From this course and from general knowledge, you also have a basic understanding
of the diversity of plants and animals, and how plants and animals and
microbes obtain water, nutrients, and food. We can clarify the parts of
an ecosystem by listing them under the headings "abiotic" and "biotic".
By and large, this set of components and environmental factors is important almost everywhere, in all ecosystems.
Usually, biological communities include
the "functional groupings" shown above. A functional group
is a biological category composed of organisms that perform mostly the
same kind of function in the system; for example, all the photosynthetic
plants or primary producers form a functional group. Membership in the
functional group does not depend very much on who the actual players (species)
happen to be, only on what function they perform in the ecosystem.

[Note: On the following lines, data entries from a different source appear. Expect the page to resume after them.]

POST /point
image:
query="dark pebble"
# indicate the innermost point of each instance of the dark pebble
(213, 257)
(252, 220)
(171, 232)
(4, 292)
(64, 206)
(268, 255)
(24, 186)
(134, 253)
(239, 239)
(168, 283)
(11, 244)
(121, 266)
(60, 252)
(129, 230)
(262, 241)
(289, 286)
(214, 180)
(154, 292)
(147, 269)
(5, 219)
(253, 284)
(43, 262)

Processes of EcosystemsThis figure with the plants, zebra, lion, and so forth, illustrates the two main ideas about how ecosystems function: ecosystems have energy flows and ecosystems cycle materials. These two processes are linked, but they are not quite the same (see Figure 1).
Figure 1. Energy flows and material cycles. Energy enters the biological system as light energy, or photons, is transformed into chemical energy in organic molecules by cellular processes including photosynthesis and respiration, and ultimately is converted to heat energy. This energy is dissipated, meaning it is lost to the system as heat; once it is lost it cannot be recycled. Without the continued input of solar energy, biological systems would quickly shut down. Thus the Earth is an open system with respect to energy. Elements such as carbon, nitrogen, or phosphorus enter living organisms in a variety of ways. Plants obtain elements from the surrounding atmosphere, water, or soils. Animals may also obtain elements directly from the physical environment, but usually they obtain these mainly as a consequence of consuming other organisms. These materials are transformed biochemically within the bodies of organisms, but sooner or later, due to excretion or decomposition, they are returned to an inorganic state (that is, inorganic material such as carbon, nitrogen, and phosphorus, instead of those elements being bound up in organic matter). Often bacteria complete this process, through the process called decomposition or mineralization (see next lecture on microbes). During decomposition these materials
are not destroyed or lost, so the Earth is a closed system
with respect to elements (with the exception of a meteorite entering the
system now and then...). The elements are cycled endlessly between their biotic
and abiotic states within ecosystems. Those elements whose supply tends
to limit biological activity are called nutrients.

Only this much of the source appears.